Kilku kolejnych graczy miało propozycje z innych klubów, ale nie dostali pozwolenia na transfer. Zespół poprowadzi Ronald Koeman, który dokonał już kilku ciekawych transferów. Do drużyny dołączyli m.in. Graziano Pelle i Dusan Tadić, ale nie wiadomo, jak odnajdą się na boiskach Premier League. To może być bardzo trudny sezon dla Southampton.

"Wasyl" spełnia marzenia

W rozpoczynającym się sezonie zobaczymy czterech Polaków. Artur Boruc, Łukasz Fabiański i Wojciech Szczęsny występowali już w Premier League, a dołącza do nich zawodnik, który od zawsze marzył o tym, żeby wystąpić  w najwyższej piłkarskiej klasie rozgrywkowej w Anglii - Marcin Wasilewski.

Obrońca Leicester zrealizował swój sen w końcowym etapie swojej kariery, ale na pewno będzie miał wielki pokłady motywacji, żeby nie zawieść kibiców, których jest ulubieńcem. Obrońca był podstawowym zawodnikiem zespołu w Championship i będzie liczył się w walce o miejsce w podstawowym składzie beniaminka.

Także Łukasz Fabiański dostanie więcej szans na grę, niż miało to miejsce w Arsenalu. Swansea nie jest potentatem, ale Fabiański potrzebuje czuć, że trener stawia na niego, i tak powinno być w walijskim zespole. Wojciech Szczęsny będzie czuł na plecach oddech Davida Ospiny, który będzie jego rywalem do miejsca między słupkami "Kanonierów”.

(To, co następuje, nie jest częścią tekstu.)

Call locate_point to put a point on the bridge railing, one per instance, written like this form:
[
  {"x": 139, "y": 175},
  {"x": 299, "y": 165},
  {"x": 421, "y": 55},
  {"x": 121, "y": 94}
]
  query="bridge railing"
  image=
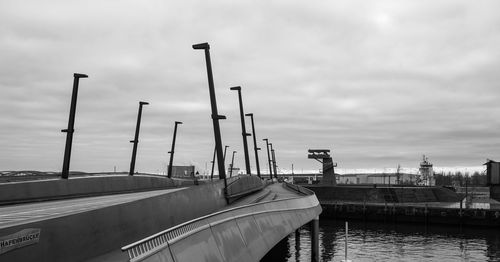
[{"x": 152, "y": 244}]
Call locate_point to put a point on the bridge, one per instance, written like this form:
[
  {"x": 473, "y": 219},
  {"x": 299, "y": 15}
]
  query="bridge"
[{"x": 151, "y": 218}]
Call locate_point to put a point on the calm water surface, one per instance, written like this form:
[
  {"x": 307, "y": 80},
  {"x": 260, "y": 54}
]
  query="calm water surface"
[{"x": 392, "y": 242}]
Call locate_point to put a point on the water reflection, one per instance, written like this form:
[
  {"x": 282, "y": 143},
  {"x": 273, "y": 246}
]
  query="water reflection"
[{"x": 392, "y": 242}]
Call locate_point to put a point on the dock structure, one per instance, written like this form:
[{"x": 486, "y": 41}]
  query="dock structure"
[{"x": 323, "y": 156}]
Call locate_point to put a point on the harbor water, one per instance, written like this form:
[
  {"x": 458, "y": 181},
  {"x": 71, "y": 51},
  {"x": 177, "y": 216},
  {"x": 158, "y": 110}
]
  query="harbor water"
[{"x": 368, "y": 241}]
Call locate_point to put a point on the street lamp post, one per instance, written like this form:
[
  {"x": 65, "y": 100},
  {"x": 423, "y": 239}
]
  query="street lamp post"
[
  {"x": 71, "y": 124},
  {"x": 172, "y": 150},
  {"x": 268, "y": 158},
  {"x": 136, "y": 138},
  {"x": 243, "y": 130},
  {"x": 256, "y": 149},
  {"x": 232, "y": 163},
  {"x": 215, "y": 114}
]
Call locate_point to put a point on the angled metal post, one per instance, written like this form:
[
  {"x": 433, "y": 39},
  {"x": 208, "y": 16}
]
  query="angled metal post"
[
  {"x": 172, "y": 150},
  {"x": 243, "y": 130},
  {"x": 136, "y": 138},
  {"x": 274, "y": 161},
  {"x": 269, "y": 158},
  {"x": 255, "y": 148},
  {"x": 213, "y": 164},
  {"x": 225, "y": 149},
  {"x": 232, "y": 163},
  {"x": 71, "y": 125},
  {"x": 215, "y": 114}
]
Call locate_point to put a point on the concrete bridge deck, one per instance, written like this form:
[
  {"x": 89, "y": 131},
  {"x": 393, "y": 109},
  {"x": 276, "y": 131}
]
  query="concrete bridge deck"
[
  {"x": 94, "y": 228},
  {"x": 14, "y": 215},
  {"x": 244, "y": 231}
]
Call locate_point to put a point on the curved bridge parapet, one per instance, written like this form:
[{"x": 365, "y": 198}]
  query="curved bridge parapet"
[
  {"x": 243, "y": 185},
  {"x": 244, "y": 233}
]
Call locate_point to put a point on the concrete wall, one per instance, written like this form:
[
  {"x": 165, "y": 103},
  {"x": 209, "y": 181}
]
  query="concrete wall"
[
  {"x": 76, "y": 187},
  {"x": 384, "y": 194},
  {"x": 82, "y": 236}
]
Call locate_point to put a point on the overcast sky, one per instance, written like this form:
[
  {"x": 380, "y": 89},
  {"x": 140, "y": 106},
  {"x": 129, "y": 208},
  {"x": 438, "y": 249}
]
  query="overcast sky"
[{"x": 378, "y": 82}]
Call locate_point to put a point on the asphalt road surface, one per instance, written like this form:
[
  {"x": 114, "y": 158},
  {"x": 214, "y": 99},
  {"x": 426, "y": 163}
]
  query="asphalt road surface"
[{"x": 32, "y": 212}]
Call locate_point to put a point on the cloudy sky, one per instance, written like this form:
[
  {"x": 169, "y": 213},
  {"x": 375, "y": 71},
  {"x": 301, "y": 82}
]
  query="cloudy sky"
[{"x": 378, "y": 82}]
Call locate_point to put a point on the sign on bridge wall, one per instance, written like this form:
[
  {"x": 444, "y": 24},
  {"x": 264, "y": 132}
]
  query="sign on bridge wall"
[{"x": 19, "y": 239}]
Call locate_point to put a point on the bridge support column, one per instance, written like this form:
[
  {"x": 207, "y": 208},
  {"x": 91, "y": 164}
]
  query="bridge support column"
[{"x": 315, "y": 239}]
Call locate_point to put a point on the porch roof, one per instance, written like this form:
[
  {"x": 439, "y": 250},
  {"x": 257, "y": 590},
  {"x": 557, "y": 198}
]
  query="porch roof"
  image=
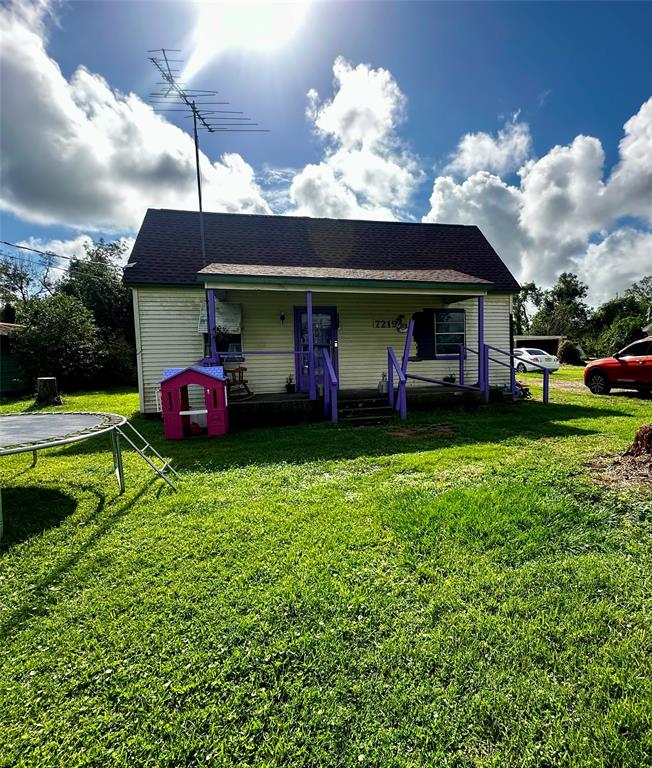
[{"x": 337, "y": 275}]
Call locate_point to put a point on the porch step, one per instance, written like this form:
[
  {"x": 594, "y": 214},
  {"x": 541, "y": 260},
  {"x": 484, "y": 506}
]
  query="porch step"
[{"x": 362, "y": 414}]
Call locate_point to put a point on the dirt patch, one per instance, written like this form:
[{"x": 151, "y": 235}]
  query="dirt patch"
[
  {"x": 422, "y": 431},
  {"x": 642, "y": 445},
  {"x": 622, "y": 470}
]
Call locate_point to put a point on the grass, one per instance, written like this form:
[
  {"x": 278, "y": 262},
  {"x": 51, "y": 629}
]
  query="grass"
[{"x": 323, "y": 596}]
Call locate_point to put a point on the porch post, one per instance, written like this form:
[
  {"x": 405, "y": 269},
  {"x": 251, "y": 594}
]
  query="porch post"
[
  {"x": 481, "y": 360},
  {"x": 311, "y": 348},
  {"x": 210, "y": 301}
]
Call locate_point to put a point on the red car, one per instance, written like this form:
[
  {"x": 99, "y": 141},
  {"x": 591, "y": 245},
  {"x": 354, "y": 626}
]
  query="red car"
[{"x": 631, "y": 368}]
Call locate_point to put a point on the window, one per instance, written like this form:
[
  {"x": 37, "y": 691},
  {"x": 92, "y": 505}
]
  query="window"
[
  {"x": 439, "y": 333},
  {"x": 449, "y": 331}
]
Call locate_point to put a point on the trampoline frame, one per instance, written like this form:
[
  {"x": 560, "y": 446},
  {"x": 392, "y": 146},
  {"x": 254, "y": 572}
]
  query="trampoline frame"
[{"x": 116, "y": 429}]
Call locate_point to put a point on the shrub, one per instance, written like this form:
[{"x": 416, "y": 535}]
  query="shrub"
[
  {"x": 619, "y": 334},
  {"x": 568, "y": 352},
  {"x": 60, "y": 339}
]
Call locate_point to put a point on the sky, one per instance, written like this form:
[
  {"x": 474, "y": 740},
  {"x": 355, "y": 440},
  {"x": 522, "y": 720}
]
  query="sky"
[{"x": 531, "y": 120}]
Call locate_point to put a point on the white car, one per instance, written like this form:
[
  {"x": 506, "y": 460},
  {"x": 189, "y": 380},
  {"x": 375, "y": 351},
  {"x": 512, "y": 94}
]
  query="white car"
[{"x": 529, "y": 355}]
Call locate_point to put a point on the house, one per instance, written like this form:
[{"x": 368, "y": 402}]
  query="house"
[{"x": 367, "y": 285}]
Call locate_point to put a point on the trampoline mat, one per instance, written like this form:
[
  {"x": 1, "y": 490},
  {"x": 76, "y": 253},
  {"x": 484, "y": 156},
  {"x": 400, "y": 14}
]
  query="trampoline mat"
[{"x": 27, "y": 431}]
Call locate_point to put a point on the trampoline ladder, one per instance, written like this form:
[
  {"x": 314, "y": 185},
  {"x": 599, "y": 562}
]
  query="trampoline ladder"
[{"x": 161, "y": 470}]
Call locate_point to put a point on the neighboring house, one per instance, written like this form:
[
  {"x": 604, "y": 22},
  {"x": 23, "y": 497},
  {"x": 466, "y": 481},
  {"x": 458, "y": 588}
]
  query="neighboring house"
[
  {"x": 363, "y": 281},
  {"x": 12, "y": 381},
  {"x": 549, "y": 344}
]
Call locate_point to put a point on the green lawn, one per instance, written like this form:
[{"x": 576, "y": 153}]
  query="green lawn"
[{"x": 457, "y": 594}]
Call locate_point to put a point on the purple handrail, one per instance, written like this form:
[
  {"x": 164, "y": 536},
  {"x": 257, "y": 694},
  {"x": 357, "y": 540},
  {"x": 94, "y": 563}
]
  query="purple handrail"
[
  {"x": 330, "y": 387},
  {"x": 401, "y": 400}
]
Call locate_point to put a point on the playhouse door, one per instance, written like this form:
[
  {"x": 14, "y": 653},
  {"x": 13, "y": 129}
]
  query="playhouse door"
[{"x": 324, "y": 324}]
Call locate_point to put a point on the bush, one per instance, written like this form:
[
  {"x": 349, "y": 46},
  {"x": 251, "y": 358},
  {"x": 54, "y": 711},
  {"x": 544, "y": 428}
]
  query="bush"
[
  {"x": 619, "y": 334},
  {"x": 60, "y": 339},
  {"x": 119, "y": 361},
  {"x": 568, "y": 352}
]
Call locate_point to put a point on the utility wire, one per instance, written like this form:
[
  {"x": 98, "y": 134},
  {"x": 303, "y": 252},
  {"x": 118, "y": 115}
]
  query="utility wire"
[{"x": 51, "y": 254}]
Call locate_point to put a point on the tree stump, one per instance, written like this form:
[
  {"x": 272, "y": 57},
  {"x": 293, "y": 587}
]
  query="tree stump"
[
  {"x": 642, "y": 444},
  {"x": 47, "y": 392}
]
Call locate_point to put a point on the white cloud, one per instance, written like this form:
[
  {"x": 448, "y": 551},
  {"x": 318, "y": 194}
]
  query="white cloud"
[
  {"x": 74, "y": 247},
  {"x": 499, "y": 154},
  {"x": 80, "y": 154},
  {"x": 563, "y": 214},
  {"x": 366, "y": 171},
  {"x": 612, "y": 265}
]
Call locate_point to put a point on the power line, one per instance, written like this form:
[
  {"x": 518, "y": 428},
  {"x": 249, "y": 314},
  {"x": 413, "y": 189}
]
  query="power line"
[
  {"x": 47, "y": 253},
  {"x": 94, "y": 278}
]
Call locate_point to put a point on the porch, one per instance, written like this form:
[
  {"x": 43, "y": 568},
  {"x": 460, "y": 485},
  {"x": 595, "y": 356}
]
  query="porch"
[
  {"x": 359, "y": 407},
  {"x": 333, "y": 339}
]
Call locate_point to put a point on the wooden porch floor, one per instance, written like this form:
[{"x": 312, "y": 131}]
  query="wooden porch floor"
[{"x": 283, "y": 408}]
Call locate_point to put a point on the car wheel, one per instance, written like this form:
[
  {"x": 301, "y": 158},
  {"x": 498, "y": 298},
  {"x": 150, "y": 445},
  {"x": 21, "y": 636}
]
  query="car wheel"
[{"x": 598, "y": 383}]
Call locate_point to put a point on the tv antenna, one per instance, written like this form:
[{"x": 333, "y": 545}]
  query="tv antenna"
[{"x": 173, "y": 96}]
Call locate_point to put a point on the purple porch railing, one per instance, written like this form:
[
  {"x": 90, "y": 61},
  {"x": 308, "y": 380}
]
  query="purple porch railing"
[
  {"x": 330, "y": 388},
  {"x": 400, "y": 401}
]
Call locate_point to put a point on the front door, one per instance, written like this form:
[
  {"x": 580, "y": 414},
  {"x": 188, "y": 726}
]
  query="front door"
[{"x": 324, "y": 324}]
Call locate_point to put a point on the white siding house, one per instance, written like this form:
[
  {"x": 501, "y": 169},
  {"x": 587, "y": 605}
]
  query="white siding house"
[{"x": 366, "y": 281}]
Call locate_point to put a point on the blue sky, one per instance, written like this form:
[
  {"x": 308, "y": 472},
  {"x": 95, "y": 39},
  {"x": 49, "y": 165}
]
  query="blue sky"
[{"x": 543, "y": 74}]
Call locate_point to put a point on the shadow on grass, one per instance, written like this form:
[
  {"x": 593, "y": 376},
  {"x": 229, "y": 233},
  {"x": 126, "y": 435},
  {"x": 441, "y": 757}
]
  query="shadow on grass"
[
  {"x": 40, "y": 596},
  {"x": 30, "y": 511},
  {"x": 324, "y": 441}
]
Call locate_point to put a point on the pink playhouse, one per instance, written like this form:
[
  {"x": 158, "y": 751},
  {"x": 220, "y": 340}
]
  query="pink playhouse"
[{"x": 179, "y": 418}]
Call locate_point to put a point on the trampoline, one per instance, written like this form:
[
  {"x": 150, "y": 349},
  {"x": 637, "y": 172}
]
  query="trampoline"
[{"x": 32, "y": 432}]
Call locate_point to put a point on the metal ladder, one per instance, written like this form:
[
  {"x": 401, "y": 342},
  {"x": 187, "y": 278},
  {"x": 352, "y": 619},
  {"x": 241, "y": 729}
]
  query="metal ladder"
[{"x": 161, "y": 470}]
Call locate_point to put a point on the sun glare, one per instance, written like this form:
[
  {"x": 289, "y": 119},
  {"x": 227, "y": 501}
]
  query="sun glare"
[{"x": 244, "y": 25}]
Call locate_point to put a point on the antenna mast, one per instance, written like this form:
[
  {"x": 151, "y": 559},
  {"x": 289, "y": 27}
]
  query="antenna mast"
[{"x": 173, "y": 96}]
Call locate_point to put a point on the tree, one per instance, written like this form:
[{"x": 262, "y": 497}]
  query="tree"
[
  {"x": 642, "y": 292},
  {"x": 562, "y": 310},
  {"x": 528, "y": 295},
  {"x": 21, "y": 278},
  {"x": 96, "y": 282},
  {"x": 620, "y": 320},
  {"x": 619, "y": 334},
  {"x": 60, "y": 339}
]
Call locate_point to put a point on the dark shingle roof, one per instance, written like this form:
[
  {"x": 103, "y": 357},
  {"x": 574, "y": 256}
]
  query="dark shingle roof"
[{"x": 167, "y": 250}]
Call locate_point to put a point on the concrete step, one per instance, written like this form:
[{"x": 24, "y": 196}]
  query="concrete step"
[
  {"x": 366, "y": 420},
  {"x": 349, "y": 409}
]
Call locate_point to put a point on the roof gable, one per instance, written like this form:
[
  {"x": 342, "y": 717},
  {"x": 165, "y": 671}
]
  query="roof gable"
[{"x": 167, "y": 250}]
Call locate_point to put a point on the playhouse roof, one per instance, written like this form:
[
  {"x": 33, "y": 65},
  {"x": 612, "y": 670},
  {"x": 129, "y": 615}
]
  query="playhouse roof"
[
  {"x": 212, "y": 371},
  {"x": 167, "y": 250}
]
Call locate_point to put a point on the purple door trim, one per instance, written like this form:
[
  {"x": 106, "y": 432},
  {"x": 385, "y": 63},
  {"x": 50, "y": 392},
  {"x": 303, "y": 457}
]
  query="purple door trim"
[{"x": 302, "y": 380}]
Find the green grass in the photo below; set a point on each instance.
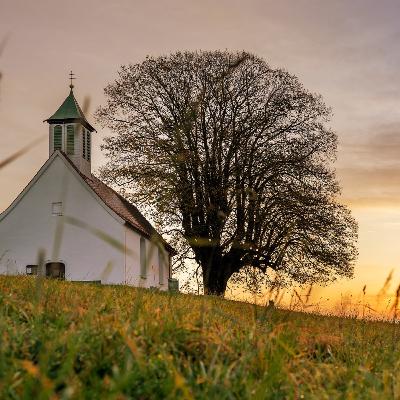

W najtrudniejszej sytuacji wydaje się Artur Boruc, który w poprzednim sezonie spisywał się dobrze, ale nowy trener Southampton zdecydował się na sprowadzenie do klubu Frasera Forstera i oznajmił, że Polak będzie jego zmiennikiem.  Znając jednak Boruca, golkiper podejmie rękawice i Anglik nie będzie mógł spocząć na laurach, jeśli chce zostać bramkarzem numer 1.

Życie po Suarezie

Liverpool stracił największą gwiazdę, Luisa Suareza, który zdecydował się na przejście do Barcelony. Zespół z Anfield Road był jedną z rewelacji poprzedniego sezonu, odpadając z wyścigu o mistrzostwo Anglii na samym finiszu rozgrywek w dramatycznym stylu.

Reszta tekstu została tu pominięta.